Além do Prêmio Nobel, Vargas Llosa recebeu outras distinções, incluindo o Prêmio Miguel de Cervantes, da Espanha, em 1994, e o Prêmio de Jerusalém, em 1995. Escreveu mais de 50 romances, ensaios, peças e obras de crítica literária ao longo de sua monumental carreira.
Alguns de seus melhores trabalhos examinaram as vicissitudes da história da América Latina, como “A guerra do fim do mundo”, de 1981, um gigantesco relato ficcional de um movimento messiânico no final do século XIX em Canudos, arraial localizado na Bahia.

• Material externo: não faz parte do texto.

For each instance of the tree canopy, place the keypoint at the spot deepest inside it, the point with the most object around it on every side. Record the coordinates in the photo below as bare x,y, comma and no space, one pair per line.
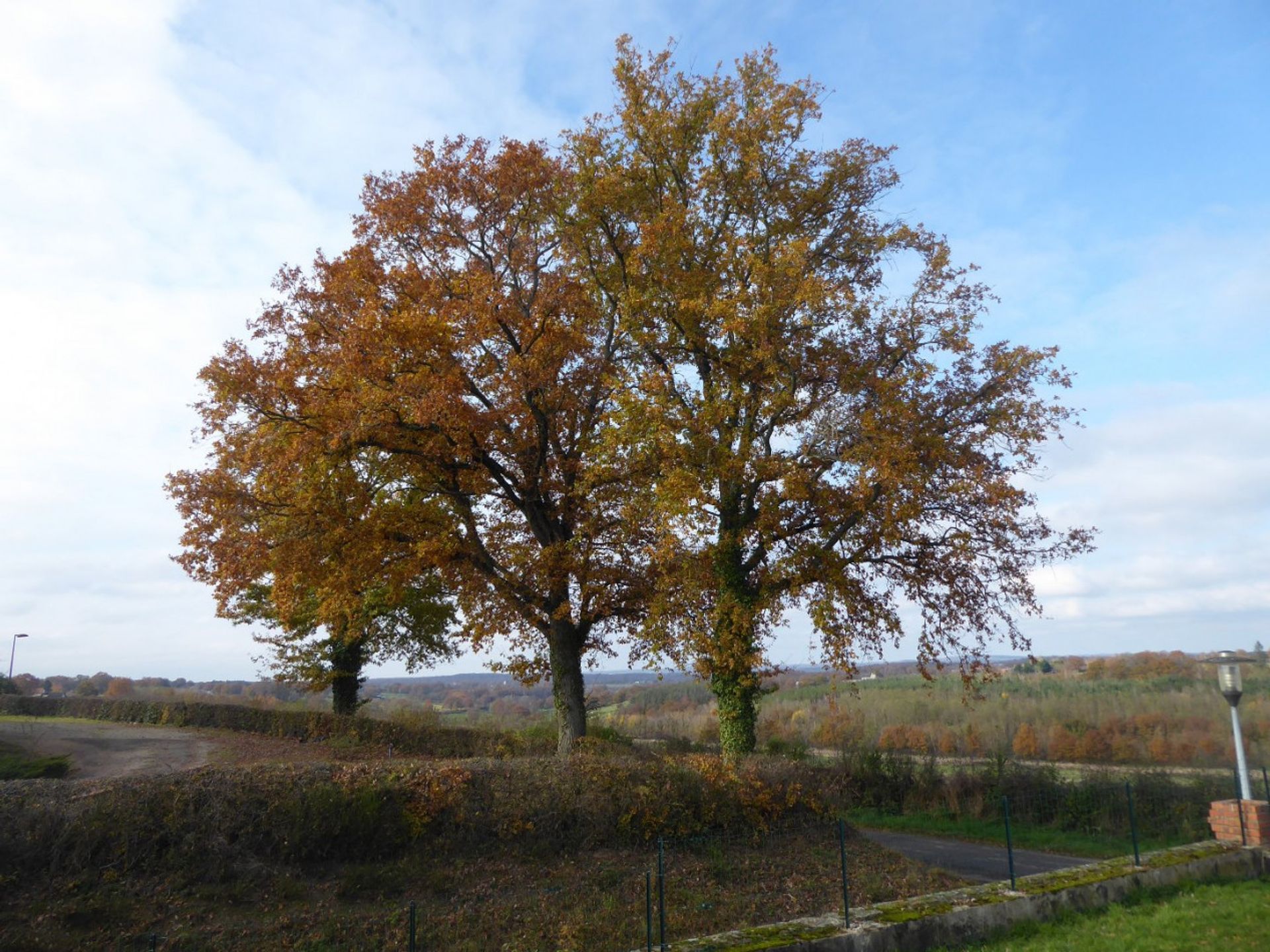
831,436
657,387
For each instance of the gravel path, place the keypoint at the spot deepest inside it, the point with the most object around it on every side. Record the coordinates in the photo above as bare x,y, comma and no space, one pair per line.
105,749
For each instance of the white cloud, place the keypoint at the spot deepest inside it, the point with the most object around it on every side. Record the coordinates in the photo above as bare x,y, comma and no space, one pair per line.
160,160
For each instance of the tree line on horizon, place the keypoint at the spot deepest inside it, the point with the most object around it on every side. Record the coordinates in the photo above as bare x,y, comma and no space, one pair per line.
654,386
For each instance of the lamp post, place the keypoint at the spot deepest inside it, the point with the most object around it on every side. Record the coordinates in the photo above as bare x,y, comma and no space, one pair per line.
1231,682
13,648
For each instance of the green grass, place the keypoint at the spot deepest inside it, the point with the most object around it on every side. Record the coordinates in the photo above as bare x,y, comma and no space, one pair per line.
17,764
1227,917
1044,838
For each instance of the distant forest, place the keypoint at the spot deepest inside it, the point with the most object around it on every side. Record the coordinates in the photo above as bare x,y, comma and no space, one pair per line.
1158,709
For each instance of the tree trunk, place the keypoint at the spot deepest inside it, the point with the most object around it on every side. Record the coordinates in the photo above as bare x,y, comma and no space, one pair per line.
346,662
568,691
738,713
733,681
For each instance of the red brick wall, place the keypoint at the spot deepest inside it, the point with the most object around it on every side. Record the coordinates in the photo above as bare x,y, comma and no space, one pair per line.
1223,816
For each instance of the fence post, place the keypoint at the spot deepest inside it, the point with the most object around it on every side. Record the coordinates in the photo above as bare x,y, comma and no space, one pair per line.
1010,844
1133,823
1238,807
661,891
842,857
648,908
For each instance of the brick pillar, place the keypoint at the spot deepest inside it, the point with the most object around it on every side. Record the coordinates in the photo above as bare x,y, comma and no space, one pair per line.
1223,816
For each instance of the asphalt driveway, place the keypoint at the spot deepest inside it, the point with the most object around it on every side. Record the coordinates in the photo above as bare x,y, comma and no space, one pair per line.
982,862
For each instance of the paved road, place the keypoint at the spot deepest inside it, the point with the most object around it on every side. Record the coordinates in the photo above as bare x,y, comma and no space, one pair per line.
973,861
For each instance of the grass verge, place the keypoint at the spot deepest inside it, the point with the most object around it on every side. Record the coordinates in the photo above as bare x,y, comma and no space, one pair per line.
1230,917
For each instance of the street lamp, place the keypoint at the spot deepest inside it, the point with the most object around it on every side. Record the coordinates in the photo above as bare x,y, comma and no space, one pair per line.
1231,682
13,648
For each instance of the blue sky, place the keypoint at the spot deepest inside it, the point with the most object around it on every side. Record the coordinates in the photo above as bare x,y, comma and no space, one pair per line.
1105,165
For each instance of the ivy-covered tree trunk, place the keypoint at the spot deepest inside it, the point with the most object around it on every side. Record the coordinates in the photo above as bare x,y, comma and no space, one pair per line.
347,656
737,696
568,690
734,659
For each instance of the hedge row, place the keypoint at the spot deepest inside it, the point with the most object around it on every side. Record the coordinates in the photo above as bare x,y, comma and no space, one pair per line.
211,822
299,725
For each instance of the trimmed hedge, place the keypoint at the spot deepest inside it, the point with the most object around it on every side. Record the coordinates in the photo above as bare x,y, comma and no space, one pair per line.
299,725
210,822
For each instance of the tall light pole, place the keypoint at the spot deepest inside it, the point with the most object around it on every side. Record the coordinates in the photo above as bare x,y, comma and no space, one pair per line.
13,648
1231,682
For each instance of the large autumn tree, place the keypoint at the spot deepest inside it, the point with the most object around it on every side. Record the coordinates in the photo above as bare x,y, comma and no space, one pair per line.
455,362
835,432
304,541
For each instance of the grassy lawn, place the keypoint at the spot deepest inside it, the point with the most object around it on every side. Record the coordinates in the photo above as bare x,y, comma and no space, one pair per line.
1227,917
1044,838
17,764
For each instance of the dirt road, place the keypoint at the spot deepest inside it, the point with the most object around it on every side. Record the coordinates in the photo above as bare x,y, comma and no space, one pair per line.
105,749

Vargas Llosa pesquisou o livro em arquivos do Rio de Janeiro e em Salvador, e terminou de escrevê-lo no Wilson Center em Washington, em 1980, não muito longe dos campos de batalha da Guerra Civil Americana, um conflito que pode tê-lo ajudado a evocar a brutal violência com que os líderes aristocráticos do Brasil esmagaram Canudos.
“Fui envolvido por falcões voadores e estava a uma distância visível da varanda onde Abraham Lincoln falou para seus soldados da União à beira da Batalha de Manassas”, escreveu Vargas Llosa no prólogo do livro.
No entanto, enquanto poderia escrever elegantemente sobre qualquer lugar, foi o Peru que exerceu uma fascinação especial sobre ele, misturada, como ele escreveu uma vez, com “suspeita, paixão e raiva”, até mesmo um ódio “imbuído de ternura”.
“Herman Melville chamou Lima de a cidade mais estranha e triste de todas”, disse Vargas Llosa, referindo-se a uma passagem de “Moby Dick”, a um repórter do New York Times em 1989, quando parecia incapaz de se afastar da literatura e da introspecção, mesmo no calor de sua campanha presidencial. “Foi por conta da neblina e da garoa” Então, acrescentou, rindo: “Mas já não tenho tanta certeza de que a neblina e a garoa sejam de fato os grandes problemas de Lima”.